As mentioned earlier, the agreed facts reveal that Coles underpaid $697,016.00 to 4,096 employees.
Charges were brought in respect of 24 employees.
These matters have been rolled up into 7 charges.
The explanatory memorandum to the Long Service Leave Bill 2017 states that the section pursuant to which present charges are brought are “continuing offences” with a prescribed maximum penalty of 60 penalty units for each day the offence continues.
I reject the contention put by Coles, that a charge under section 9(2) is not a continuing offence, for the reasons set out in considerable detail in paragraphs 20 to 49 of the supplementary prosecution submissions, which I accept.

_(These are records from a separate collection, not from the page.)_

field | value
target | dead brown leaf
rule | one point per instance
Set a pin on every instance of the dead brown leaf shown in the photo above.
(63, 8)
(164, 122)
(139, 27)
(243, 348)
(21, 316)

When one looks at the table contained at paragraph 15 of the agreed summary it is evident that many of the employees were not paid their entitlements for many months.
To take but one example, the unamended charge 1 reveals a period of 249 days during which the offence continued - namely between dates of 28 October 2019 when the entitlement arose and 3 July 2020 when the entitlement was paid.
At present 60 penalty units equates to $9,913.20
249 days x $9,913.20 = $2,468,386.80
If one was to extrapolate such calculations in respect of each of the 24 employees where charges were brought, it is apparent that the maximum penalty that Coles could have faced (on the agreed facts) runs to many millions of dollars.
Even if the matters were to have proceeded on the 24 individual charges the maximum penalty available would be 24 x $9,913.20 = $237,916.80
That potential penalty, to my mind, is where parliament was directing its attention when legislating this provision.
However, I have received and accept submissions put by the prosecution that because the charges have been pleaded and particularised as non-continuing offences this court is bound to impose maximum penalty of no more than 7 x $9,913.20 = $69,392.40.
Despite receiving submissions of the importance of general and specific deterrence, it is hard to imagine that a financial penalty of such a paltry nature can achieve those sentencing objectives, in respect of Coles whose profits run to many millions of dollars each year.
Perhaps the public humiliation of these proceedings better achieves those sentencing objectives.
The fine given today is determined with these aforementioned limitations present and does not, to my mind, properly reflect the seriousness of the matters set out in the agreed statements of facts.
I have concerns with the poor precedent this penalty will set. However, I am bound to sentence according to law.
Taking into account each of the foregoing matters and taking into accounts the discount that Coles must be given for its early plea, Coles, without conviction, will be fined the aggregate sum of $50,000 and it is ordered to pay costs in the sum of $15,000, as agreed.
A stay of 3 months is granted in respect of both sums.